Government announces social care green paper publication date

17 Nov 17

The government’s long-anticipated green paper on social care will be published in summer 2018.

The paper will set out the government’s proposals on improving care and support for older people and tackling the challenge of an ageing population.

Charities and organisations working in the social care sector called for the lack of funding for social care to be addressed.

Estimates have forecast social care funding faces a £2.5bn gap by 2019-20. This is despite Philip Hammond’s promise of an additional £2bn of funding for social care over the next three years, made in his Spring Budget.

First secretary of state Damian Green admitted that building a long-term solution for social care would require “big decisions”.

He added: “In developing the green paper, it is right that we take the time needed to debate the many complex issues and listen to the perspectives of experts and care users, to build consensus around reforms which can succeed.”

Health secretary Jeremy Hunt said: “We are committed to reforming social care to ensure we can guarantee everyone dignity and security in old age.”

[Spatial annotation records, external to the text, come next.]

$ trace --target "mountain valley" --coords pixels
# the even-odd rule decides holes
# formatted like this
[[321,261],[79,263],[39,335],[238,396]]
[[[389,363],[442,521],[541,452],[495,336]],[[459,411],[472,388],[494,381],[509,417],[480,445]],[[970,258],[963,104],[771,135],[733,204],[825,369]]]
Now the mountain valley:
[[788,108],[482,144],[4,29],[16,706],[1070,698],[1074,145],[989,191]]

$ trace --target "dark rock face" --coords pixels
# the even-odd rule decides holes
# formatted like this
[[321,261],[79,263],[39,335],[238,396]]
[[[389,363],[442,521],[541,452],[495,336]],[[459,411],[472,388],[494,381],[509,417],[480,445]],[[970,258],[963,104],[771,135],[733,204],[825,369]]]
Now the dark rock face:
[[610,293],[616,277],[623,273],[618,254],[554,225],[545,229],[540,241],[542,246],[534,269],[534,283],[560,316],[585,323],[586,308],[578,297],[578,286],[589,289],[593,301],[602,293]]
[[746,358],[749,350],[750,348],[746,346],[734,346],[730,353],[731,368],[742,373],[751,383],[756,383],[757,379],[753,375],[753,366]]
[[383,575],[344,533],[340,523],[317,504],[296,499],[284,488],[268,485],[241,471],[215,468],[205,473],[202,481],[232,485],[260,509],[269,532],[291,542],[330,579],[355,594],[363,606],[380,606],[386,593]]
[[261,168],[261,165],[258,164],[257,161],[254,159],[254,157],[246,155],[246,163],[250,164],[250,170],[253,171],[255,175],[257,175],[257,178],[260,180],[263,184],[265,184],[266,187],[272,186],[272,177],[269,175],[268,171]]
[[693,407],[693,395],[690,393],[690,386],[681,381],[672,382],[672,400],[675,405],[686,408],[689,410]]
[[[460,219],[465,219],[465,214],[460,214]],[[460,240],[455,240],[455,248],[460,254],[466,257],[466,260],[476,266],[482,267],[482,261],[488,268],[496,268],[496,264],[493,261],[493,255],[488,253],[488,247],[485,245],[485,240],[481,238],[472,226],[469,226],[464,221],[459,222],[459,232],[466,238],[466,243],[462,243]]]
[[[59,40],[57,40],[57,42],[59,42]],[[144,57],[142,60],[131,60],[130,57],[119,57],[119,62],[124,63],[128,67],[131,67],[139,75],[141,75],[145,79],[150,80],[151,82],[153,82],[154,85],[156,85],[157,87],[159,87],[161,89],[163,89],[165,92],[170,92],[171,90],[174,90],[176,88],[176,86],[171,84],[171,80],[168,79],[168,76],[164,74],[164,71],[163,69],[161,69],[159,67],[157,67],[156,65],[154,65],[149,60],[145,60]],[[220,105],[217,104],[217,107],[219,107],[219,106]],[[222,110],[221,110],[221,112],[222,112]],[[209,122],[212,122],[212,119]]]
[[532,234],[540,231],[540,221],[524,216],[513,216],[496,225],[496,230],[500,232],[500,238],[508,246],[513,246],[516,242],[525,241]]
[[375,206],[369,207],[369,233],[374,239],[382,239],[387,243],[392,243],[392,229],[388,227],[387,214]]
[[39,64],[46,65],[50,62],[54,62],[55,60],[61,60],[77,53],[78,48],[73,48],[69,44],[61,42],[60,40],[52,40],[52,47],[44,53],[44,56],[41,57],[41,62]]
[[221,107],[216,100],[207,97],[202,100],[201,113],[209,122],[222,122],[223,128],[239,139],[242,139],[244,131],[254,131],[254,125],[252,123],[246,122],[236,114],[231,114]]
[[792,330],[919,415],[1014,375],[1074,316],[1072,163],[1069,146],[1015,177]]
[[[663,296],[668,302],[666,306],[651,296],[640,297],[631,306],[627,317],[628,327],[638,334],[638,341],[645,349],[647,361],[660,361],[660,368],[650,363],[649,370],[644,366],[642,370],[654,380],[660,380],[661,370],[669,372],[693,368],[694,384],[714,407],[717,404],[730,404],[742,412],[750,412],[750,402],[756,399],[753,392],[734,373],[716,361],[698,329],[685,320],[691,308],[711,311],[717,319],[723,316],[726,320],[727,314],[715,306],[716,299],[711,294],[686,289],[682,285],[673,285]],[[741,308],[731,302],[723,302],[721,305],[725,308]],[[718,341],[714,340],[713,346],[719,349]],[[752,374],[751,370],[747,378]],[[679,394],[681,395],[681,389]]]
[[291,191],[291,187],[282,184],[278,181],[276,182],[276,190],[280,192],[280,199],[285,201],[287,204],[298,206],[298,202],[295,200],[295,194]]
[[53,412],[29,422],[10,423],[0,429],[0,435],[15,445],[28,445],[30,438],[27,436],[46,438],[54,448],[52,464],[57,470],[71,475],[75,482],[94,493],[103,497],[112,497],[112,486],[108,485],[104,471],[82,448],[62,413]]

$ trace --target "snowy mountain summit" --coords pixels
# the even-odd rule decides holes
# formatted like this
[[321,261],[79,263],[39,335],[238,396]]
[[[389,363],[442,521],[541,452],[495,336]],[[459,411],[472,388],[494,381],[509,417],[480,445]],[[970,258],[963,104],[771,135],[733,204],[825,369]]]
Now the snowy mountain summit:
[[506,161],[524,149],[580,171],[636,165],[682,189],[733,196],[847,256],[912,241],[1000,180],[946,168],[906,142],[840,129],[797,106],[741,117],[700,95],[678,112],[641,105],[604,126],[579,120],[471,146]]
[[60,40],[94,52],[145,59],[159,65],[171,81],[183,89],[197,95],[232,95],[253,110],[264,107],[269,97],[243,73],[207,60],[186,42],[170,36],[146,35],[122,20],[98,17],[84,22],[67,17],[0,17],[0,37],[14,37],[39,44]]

The government said it would be working with a range of experts and stakeholders to draw up proposals in its green paper, which will then go out for public consultation.

Anita Charlesworth, director of research and economics at the Health Foundation, said: “Social care is in desperate need of wide-ranging reform so that it provides fair funding, high-quality support for the most vulnerable and decent working conditions for those who provide care.”

She warned that the ageing population and rising costs of care meant current funding “has simply not been sufficient”.

Charlesworth stated: “As well as a timetable for the green paper the government also needs to address the urgent funding problems facing social care.

“The chancellor needs to make firm commitments in his Budget next week to bridge the growing financial gap between need and available resources.”

Izzi Seccombe, chair of the Local Government Association’s Community Wellbeing Board, shared the view that next week’s Budget had to include extra funds for social care.

She added: “Difficult, brave and possibly even controversial decision-making will be required to secure the long-term future of care and support, not just of older people, but adults of all ages, such as those with learning disabilities, and provide support for carers.”

The LGA also stressed the need to include councils in discussions about social care as well as the importance of a cross-party consensus on the issue.

Recent analysis from the umbrella organisation, which represents local authorities, across the country indicates spending on social care will eat up 60p of every £1 spent by local government by 2020.